Only one study has investigated shear wave elastography changes following acute muscle injury [44]. The elastic modulus was measured throughout the healing progression and was lower in the injured limb compared to the uninjured limb at 4 weeks [44]. However, the elastic modulus was not different between limbs at 8 or 12 weeks post-injury. Our findings of acutely reduced SWS in the injured muscle are consistent with these previous findings [44]. However, our findings at RTS (median time: 29 days after injury) deviate slightly from those observed in the gastrocnemius muscle at 4 weeks. This could be due to a wider range for the clinical determination of RTS (~ 19–49 days) and the subsequent delay in SWS acquisition in our study compared to the pre-determined 4- and 8-week times in the previous investigation. Another possible explanation is that our participants were young, elite athletes compared to and older population (median (range) age: 41 (26–68) years). Recovery is longer in older individuals [45], which may explain the persistent between-limb SWS difference observed previously [44]. Consistent with our observations, a recent study found no between-limb differences in muscle shear modulus (measured after the athletes had returned to sport) in professional rugby players [46]. Though the cross-sectional design of our study does not allow for longitudinal investigation of the healing process and the corresponding changes in between-limb SWS, we speculate that the muscle structure, specifically deposition of collagen and regeneration of the extracellular matrix and connective tissue, may resolve by RTS (~ 7–27 days), resulting in no between-limb differences in SWS at RTS and 12wks [47, 48]. Taken together, our findings suggest HSI with structural disruption can be detected by lower SWS in the injured limb compared to the uninjured limb, suggesting that injury site SWS may complement traditional ultrasound or MRI for assessing injury severity. Future studies will aim to address the time course of changes in SWS following HSI and throughout rehabilitation.

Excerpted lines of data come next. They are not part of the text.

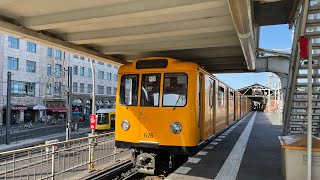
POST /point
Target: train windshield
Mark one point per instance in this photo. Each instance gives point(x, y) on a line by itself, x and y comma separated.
point(175, 89)
point(150, 90)
point(129, 90)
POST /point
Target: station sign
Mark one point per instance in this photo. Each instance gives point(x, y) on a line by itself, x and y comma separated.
point(93, 121)
point(304, 45)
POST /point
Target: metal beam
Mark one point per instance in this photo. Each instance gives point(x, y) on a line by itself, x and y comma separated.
point(130, 21)
point(273, 64)
point(195, 26)
point(48, 40)
point(142, 8)
point(166, 37)
point(241, 14)
point(220, 60)
point(174, 45)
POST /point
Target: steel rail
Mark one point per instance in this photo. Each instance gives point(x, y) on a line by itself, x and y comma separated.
point(114, 171)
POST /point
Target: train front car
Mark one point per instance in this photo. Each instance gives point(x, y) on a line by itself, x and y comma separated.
point(156, 111)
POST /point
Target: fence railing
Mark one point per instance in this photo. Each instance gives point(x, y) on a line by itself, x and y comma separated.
point(60, 160)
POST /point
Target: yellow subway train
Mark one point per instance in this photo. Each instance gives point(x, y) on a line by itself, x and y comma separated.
point(166, 109)
point(105, 119)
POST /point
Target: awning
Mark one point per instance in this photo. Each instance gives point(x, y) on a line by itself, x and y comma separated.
point(19, 107)
point(76, 104)
point(39, 107)
point(57, 109)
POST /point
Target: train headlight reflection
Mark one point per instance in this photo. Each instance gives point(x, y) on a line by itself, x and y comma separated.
point(125, 125)
point(176, 128)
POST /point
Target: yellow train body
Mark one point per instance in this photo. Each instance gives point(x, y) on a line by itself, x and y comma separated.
point(209, 106)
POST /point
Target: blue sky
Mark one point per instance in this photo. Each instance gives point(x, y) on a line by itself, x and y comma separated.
point(271, 37)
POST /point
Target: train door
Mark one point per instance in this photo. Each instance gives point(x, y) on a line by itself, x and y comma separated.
point(128, 105)
point(211, 106)
point(149, 103)
point(227, 105)
point(207, 108)
point(200, 106)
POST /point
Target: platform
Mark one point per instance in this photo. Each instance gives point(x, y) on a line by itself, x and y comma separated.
point(249, 150)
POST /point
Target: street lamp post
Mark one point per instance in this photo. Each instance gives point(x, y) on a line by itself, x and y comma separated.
point(69, 104)
point(8, 112)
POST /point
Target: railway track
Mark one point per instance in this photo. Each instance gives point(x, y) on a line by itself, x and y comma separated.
point(123, 170)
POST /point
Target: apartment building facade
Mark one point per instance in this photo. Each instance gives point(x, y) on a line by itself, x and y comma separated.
point(40, 78)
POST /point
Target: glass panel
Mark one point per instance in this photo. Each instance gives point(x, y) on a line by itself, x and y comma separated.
point(175, 89)
point(31, 66)
point(129, 90)
point(150, 90)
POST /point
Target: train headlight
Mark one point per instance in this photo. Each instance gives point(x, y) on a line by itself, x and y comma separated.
point(125, 125)
point(176, 128)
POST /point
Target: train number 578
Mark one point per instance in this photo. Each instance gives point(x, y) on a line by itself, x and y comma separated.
point(148, 135)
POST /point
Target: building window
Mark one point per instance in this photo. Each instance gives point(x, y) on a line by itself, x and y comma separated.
point(115, 78)
point(75, 87)
point(58, 54)
point(57, 88)
point(108, 76)
point(108, 90)
point(31, 66)
point(13, 63)
point(49, 53)
point(48, 89)
point(114, 91)
point(13, 42)
point(221, 97)
point(89, 72)
point(75, 70)
point(57, 69)
point(81, 71)
point(82, 87)
point(49, 69)
point(31, 47)
point(90, 88)
point(20, 88)
point(100, 89)
point(100, 74)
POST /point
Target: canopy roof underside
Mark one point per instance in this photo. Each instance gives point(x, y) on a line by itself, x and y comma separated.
point(202, 31)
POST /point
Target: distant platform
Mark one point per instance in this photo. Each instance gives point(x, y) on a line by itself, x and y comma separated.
point(249, 150)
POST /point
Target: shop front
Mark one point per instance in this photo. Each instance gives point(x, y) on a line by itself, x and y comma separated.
point(57, 113)
point(40, 111)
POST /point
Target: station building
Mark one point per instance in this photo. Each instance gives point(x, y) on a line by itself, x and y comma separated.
point(39, 81)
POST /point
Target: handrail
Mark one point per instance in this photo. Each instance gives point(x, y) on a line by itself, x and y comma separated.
point(53, 144)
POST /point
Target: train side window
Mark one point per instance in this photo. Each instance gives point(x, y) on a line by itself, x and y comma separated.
point(175, 90)
point(150, 90)
point(221, 96)
point(129, 90)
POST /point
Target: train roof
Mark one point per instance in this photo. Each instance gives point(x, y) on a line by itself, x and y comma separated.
point(171, 63)
point(178, 66)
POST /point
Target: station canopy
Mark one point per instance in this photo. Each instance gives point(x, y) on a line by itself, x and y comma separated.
point(220, 35)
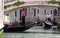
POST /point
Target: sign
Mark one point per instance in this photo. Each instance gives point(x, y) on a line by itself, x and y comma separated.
point(1, 14)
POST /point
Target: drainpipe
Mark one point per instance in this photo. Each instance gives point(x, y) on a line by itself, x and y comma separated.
point(1, 14)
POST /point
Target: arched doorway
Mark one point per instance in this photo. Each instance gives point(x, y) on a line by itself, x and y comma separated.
point(55, 12)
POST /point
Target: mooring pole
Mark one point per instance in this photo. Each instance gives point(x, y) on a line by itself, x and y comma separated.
point(23, 17)
point(1, 17)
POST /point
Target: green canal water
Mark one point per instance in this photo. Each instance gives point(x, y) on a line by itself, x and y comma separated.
point(34, 32)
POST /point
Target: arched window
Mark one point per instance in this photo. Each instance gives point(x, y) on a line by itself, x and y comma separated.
point(55, 12)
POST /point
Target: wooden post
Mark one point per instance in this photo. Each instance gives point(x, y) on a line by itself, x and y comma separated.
point(1, 14)
point(23, 17)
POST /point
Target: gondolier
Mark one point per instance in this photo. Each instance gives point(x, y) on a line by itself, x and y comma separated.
point(23, 17)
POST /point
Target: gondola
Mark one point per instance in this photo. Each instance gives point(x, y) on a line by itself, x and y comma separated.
point(9, 28)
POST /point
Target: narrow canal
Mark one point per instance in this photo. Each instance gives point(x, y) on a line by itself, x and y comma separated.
point(34, 32)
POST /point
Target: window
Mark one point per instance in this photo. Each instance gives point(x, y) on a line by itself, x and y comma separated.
point(51, 11)
point(44, 11)
point(26, 11)
point(38, 11)
point(34, 12)
point(55, 12)
point(7, 14)
point(15, 13)
point(20, 14)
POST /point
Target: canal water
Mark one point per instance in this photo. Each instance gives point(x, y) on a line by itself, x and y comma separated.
point(34, 32)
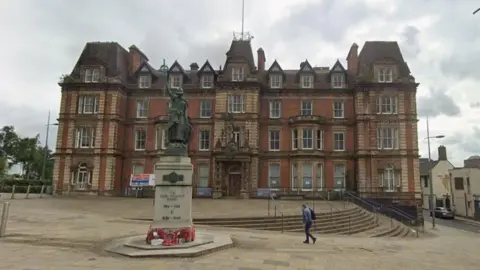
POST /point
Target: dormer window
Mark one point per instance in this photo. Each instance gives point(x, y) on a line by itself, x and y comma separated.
point(385, 75)
point(237, 74)
point(176, 81)
point(144, 81)
point(276, 81)
point(338, 80)
point(306, 81)
point(207, 81)
point(92, 75)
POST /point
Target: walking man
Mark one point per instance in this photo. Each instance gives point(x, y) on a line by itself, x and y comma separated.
point(308, 221)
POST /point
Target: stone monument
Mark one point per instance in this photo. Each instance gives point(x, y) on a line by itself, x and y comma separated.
point(172, 232)
point(172, 219)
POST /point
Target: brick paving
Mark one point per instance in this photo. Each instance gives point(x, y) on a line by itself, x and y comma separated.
point(69, 234)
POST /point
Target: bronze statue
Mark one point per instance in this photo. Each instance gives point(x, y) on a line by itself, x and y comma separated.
point(179, 129)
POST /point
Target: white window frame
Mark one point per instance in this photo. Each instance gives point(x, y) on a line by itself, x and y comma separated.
point(338, 80)
point(320, 176)
point(88, 104)
point(388, 179)
point(236, 103)
point(274, 176)
point(137, 135)
point(142, 108)
point(88, 75)
point(204, 138)
point(385, 75)
point(387, 138)
point(274, 140)
point(387, 104)
point(307, 138)
point(207, 81)
point(144, 81)
point(275, 109)
point(306, 108)
point(338, 109)
point(176, 81)
point(205, 109)
point(85, 137)
point(203, 180)
point(319, 139)
point(276, 81)
point(306, 81)
point(135, 166)
point(295, 139)
point(336, 139)
point(238, 74)
point(307, 177)
point(344, 180)
point(294, 177)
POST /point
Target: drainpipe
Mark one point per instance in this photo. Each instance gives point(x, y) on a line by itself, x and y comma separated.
point(125, 115)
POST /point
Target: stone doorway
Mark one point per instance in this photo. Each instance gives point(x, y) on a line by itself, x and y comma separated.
point(234, 180)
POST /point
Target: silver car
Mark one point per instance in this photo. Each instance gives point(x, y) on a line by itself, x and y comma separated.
point(442, 212)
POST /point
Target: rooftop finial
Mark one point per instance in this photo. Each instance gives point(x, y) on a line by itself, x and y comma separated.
point(242, 35)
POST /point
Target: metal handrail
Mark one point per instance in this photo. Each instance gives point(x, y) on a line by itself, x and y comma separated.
point(338, 209)
point(275, 210)
point(411, 220)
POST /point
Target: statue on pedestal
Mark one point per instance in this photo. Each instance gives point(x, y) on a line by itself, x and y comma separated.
point(179, 129)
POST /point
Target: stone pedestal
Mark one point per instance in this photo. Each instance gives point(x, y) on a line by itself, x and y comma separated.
point(172, 218)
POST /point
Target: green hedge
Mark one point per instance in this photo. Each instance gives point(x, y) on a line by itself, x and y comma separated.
point(21, 185)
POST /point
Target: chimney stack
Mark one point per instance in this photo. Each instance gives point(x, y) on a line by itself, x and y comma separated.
point(194, 66)
point(442, 153)
point(261, 59)
point(352, 60)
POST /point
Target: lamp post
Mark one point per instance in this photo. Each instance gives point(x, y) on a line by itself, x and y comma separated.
point(430, 182)
point(45, 155)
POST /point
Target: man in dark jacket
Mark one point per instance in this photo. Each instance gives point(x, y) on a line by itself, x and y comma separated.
point(307, 220)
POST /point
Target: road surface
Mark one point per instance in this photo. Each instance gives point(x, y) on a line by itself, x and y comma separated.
point(471, 226)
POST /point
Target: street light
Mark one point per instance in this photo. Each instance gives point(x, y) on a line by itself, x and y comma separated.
point(45, 155)
point(430, 182)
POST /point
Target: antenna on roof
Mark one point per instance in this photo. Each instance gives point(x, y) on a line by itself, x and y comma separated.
point(242, 35)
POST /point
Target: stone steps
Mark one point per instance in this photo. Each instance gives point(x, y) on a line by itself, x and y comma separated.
point(349, 221)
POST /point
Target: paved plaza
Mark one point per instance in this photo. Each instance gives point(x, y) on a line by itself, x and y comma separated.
point(69, 233)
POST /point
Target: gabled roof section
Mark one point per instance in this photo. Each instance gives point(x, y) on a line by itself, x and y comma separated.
point(374, 51)
point(110, 55)
point(176, 68)
point(146, 68)
point(275, 67)
point(305, 67)
point(241, 49)
point(337, 68)
point(207, 68)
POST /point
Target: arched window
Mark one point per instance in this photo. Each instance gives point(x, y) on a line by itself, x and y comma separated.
point(88, 75)
point(82, 177)
point(389, 178)
point(96, 75)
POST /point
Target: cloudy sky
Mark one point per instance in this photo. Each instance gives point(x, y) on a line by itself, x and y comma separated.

This study was not without limitations. The sample size for each study time point was small, particularly for 12wks. Additionally, the time for athletes to RTS ranged from 19 to 49 days, which may decrease differences in SWS between limbs at this time point. However, we chose to anchor the study to when athletes RTS rather than a set time interval after injury (e.g., 3 weeks) in alignment with the primary aims of the larger study and to characterize muscle properties at RTS. Previous findings have noted residual edema observed in MRI at RTS [49], but it was unclear if between-limb differences in SWS would persist at this same time interval. Finally, only injuries that had evidence of edema (MRI-positive findings) were included in this study. It is unknown if the trend of lower injured limb SWS in MRI-negative injuries would be consistent with the findings here or reflect increased SWS similar to that in contusion injuries [41, 42].

Conclusion

Ultrasound and MRI are often used to corroborate HSI diagnosis, yet typical measures of injury identification neglect inherent material properties of the muscle. Ultrasound shear wave elastography can non-invasively measure tissue elasticity in injury locations of the muscle. The SWS in the injured limb of collegiate athletes after HSI was lower compared to the uninjured limb at TOI, but not at RTS and 12 weeks after RTS. Future work will aim to provide insight as to if monitoring SWS can serve as a complementary method to conventional ultrasound or MRI for assessing initial injury, its relationship to severity, and as a measure of return to sport readiness.